Another close call at this position. You could argue for David Wright or Evan Longoria here, but I'll go with Cabrera because he leads all third sackers in home runs and RBIs (I'm not considering Edwin Encarnacion here because I already labeled him as a first baseman, and what fun are repeats?). The only thing to say about Cabrera here is that his .940 OPS can actually be considered disappointing. He topped 1.000 in each of the last two seasons. If we do MVP picks for each month, he's the guy most likely to appear as the top player at his position every single time.

OF: Matt Kemp

Before the season started, as many managers were debating whether or not to take Kemp with the top overall pick, some naysayers questioned Kemp's history of poor contact rates and shaky attitude, and decided that his MVP-caliber 2011 may have been the best he had to offer.

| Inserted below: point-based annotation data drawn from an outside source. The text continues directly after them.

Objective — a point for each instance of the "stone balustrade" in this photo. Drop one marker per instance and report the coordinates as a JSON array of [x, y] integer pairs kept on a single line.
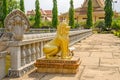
[[24, 48], [24, 53], [2, 64]]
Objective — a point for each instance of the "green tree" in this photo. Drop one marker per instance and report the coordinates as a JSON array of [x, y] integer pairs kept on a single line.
[[13, 4], [71, 15], [89, 21], [3, 11], [38, 14], [22, 5], [54, 14], [108, 14]]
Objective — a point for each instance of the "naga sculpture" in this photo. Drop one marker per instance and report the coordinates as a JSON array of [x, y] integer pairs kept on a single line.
[[59, 44]]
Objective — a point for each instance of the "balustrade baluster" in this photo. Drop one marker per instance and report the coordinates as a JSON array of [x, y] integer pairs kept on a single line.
[[33, 51], [29, 53], [37, 50], [23, 55]]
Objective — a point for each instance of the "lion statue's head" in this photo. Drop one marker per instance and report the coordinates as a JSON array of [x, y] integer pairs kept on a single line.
[[63, 29]]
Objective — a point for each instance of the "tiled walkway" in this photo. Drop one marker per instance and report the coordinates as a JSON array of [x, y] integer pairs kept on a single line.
[[100, 55]]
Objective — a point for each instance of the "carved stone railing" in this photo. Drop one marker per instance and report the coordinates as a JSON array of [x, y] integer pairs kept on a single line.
[[25, 49], [2, 64], [25, 52]]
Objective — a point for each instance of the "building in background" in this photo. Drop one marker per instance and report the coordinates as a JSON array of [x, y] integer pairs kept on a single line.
[[45, 14], [81, 12]]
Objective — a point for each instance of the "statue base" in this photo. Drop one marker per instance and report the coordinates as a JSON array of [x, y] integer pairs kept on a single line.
[[58, 65]]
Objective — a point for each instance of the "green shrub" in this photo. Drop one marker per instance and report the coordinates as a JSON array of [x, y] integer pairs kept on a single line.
[[100, 26], [116, 24], [83, 25]]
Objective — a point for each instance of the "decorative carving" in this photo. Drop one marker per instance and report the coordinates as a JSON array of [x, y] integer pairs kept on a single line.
[[59, 44], [37, 51], [23, 56], [33, 51], [17, 23]]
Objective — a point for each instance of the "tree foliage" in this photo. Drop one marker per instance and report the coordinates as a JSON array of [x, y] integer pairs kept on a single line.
[[13, 4], [71, 15], [54, 14], [3, 11], [108, 13], [38, 14], [89, 21], [22, 5]]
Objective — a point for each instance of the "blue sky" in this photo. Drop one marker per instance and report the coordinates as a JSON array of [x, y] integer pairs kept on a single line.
[[63, 5]]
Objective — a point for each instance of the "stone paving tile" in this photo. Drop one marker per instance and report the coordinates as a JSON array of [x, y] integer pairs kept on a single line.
[[102, 54], [116, 55], [82, 54], [64, 76], [110, 62], [100, 73], [90, 61]]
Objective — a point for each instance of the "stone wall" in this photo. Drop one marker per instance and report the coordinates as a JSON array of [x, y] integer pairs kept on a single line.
[[2, 64], [25, 49]]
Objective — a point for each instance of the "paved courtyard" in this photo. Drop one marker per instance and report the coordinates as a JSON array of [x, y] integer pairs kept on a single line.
[[100, 55]]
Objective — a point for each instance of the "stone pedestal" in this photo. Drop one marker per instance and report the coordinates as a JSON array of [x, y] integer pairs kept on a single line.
[[58, 65]]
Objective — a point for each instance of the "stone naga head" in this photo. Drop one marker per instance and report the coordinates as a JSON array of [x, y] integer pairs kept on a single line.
[[17, 23]]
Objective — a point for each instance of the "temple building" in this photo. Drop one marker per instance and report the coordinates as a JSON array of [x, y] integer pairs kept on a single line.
[[81, 12], [45, 14]]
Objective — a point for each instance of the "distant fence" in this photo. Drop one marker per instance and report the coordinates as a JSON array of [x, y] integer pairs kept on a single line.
[[38, 30]]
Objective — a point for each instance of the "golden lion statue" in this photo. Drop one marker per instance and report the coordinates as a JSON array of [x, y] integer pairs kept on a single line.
[[59, 44]]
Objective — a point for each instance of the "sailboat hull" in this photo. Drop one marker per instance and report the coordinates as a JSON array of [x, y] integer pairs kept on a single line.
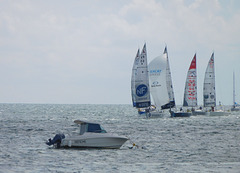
[[218, 113], [235, 109], [180, 114]]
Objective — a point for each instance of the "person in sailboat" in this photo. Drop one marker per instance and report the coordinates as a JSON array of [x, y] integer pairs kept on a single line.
[[212, 108]]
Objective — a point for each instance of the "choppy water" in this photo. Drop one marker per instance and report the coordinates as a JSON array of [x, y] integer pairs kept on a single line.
[[195, 144]]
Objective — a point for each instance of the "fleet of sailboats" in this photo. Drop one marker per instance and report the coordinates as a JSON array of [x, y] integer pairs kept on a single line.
[[154, 81]]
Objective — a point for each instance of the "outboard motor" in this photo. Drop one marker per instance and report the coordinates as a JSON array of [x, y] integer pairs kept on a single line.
[[57, 139]]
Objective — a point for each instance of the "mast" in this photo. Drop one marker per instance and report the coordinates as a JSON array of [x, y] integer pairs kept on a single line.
[[190, 92], [234, 101], [169, 84], [142, 81], [209, 93], [133, 78]]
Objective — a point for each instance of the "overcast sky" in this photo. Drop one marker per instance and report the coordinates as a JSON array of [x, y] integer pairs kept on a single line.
[[82, 52]]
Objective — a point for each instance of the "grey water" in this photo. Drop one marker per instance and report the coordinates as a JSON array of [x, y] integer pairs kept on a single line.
[[195, 144]]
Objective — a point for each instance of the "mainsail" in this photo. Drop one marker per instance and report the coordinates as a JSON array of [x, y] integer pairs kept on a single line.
[[190, 93], [209, 94], [171, 103], [142, 92], [134, 73], [160, 82]]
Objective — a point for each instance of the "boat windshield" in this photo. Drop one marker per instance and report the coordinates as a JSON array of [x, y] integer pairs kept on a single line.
[[95, 128]]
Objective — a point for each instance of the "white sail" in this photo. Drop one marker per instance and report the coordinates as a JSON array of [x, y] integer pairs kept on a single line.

Those people, people like yours truly, have thus far had crow broiled to well-done and crammed down their throats. Not only has Kemp been the MVP of the entire league, he just finished up what was likely one of the best single months in the history of the game. .417/.490/.893. I'm not even going to waste time jotting down superlatives. Just sit there and gaze at the beauty of that triple slash line. If he keeps hitting like this, maybe he won't be jobbed out of an MVP this year.

SP: Stephen Strasburg

Other pitchers have more wins, others have more innings, but Strasburg has been unconscious so far, putting up an ERA of 1.13 in five starts. The back of his baseball card after one month looks like something you'd see from a pitcher in 1968. He's allowed just 22 hits and six walks in 32 innings, and looks none the worse for wear after missing the majority of 2011. He's well on the way to being the best starter in baseball, and if he continues to pitch like this and the Nats are in playoff contention, you might see the team loosen the innings cap a little.

RP: Craig Kimbrel

Kimbrel's WHIP has been a disaster, but he tied for the league lead in saves in April and led all closers in strikeouts. That's all you really ask for from your closer, as long as the poor WHIP doesn't go along with a subpar ERA, which wasn't the case with Kimbrel. He fought control problems down the stretch last year and has been a little wild so far, which has to be cause for some concern, but as long as Kenley Jansen is being used in an eighth inning role, Kimbrel will likely still be the top stat-filling closer going forward.